Während meiner Schulzeit haben mich an ein paar Erlebnisse nachhaltig geprägt. Die Studienfahrt in die damals noch neuen Bundesländer kurz nach der Wende zum Beispiel. Oder die Fahrt zum Katholikentag nach Dresden, wo ich mit Politikern diskutiert habe. Davon stand nichts im Lehrplan, es war auch nicht prüfungsrelevant und trotzdem war es enorm wichtig für meine politische Bildung als junger Mensch.

Deshalb finde ich es begrüßenswert, wenn Abgeordnete Schulklassen zu sich einladen, ihnen das jeweilige Parlament zeigen und mit ihnen diskutieren. Es gibt wohl kaum ein besseres Mittel gegen Politikverdrossenheit und für die Stärkung des Demokratieverständnisses, wenn junge Menschen live erleben, wie Parlamente arbeiten und wie unsere Demokratie funktioniert.
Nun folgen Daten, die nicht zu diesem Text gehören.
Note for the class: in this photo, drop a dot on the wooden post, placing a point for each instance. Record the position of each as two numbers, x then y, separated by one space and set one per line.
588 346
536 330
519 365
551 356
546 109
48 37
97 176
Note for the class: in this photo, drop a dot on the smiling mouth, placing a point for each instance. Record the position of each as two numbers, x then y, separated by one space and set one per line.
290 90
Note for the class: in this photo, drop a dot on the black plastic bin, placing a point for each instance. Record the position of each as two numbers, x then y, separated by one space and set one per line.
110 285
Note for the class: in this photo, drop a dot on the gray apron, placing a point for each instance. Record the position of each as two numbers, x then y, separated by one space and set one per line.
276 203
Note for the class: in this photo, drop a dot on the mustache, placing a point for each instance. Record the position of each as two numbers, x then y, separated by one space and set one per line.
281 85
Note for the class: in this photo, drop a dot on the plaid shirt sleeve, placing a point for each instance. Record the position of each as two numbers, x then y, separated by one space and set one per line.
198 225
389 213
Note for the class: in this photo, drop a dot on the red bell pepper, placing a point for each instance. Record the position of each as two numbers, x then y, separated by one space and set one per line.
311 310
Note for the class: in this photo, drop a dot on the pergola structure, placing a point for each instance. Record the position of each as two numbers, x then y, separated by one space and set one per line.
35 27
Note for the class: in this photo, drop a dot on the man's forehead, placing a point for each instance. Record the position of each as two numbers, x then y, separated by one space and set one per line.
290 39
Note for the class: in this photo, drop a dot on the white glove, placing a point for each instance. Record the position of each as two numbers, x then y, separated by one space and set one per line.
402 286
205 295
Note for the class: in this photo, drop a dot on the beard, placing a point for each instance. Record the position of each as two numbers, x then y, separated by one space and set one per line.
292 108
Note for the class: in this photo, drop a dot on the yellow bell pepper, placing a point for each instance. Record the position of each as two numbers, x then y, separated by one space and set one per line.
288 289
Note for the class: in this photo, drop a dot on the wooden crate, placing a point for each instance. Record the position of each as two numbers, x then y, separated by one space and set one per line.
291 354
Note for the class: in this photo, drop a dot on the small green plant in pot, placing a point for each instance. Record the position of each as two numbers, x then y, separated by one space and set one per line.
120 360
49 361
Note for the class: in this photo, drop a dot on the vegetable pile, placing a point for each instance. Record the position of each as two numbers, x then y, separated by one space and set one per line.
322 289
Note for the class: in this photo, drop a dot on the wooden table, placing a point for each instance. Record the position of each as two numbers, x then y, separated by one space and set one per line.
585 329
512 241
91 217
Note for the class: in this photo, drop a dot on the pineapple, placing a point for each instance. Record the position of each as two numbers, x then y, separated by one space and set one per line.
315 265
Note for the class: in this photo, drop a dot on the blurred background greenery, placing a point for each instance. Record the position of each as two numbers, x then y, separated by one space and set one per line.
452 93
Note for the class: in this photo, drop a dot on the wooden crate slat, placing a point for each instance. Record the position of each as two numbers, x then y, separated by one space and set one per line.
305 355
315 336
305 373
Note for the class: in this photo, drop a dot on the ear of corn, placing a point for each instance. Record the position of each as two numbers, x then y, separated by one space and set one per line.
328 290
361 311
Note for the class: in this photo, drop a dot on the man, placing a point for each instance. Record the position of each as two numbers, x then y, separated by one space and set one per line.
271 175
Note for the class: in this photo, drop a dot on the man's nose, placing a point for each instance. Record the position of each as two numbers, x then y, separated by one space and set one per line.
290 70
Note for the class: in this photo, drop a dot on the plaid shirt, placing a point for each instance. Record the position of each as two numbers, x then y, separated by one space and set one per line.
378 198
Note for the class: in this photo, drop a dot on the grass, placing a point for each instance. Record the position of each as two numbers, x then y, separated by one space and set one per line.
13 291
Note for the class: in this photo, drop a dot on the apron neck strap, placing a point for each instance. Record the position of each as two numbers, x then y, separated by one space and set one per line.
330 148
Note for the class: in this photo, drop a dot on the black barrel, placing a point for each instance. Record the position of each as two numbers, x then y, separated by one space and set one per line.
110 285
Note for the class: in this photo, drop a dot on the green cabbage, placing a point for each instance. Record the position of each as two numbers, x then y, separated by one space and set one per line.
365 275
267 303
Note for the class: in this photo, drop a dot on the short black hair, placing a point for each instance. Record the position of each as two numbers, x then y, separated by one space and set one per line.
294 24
Politische Bildung nur für hörende Schüler

Gerade in Zeiten, in denen Bürger in einem EU-Land dafür stimmten, die EU zu verlassen, ist es  eine Investition in die Zukunft, wenn EU-Parlamentarier Schüler einladen. So wird die Klasse der Berliner Schülerin Clara Belz nach Brüssel fahren. Das Problem: Clara Belz ist gehörlos und die einzige gehörlose Abiturientin in ihrer Klasse – und für die Dolmetscherkosten für diese Reise will niemand aufkommen. Aber ohne die Dolmetscher versteht Clara nichts. Dürfen sich also nur hörende Schüler politisch weiterbilden?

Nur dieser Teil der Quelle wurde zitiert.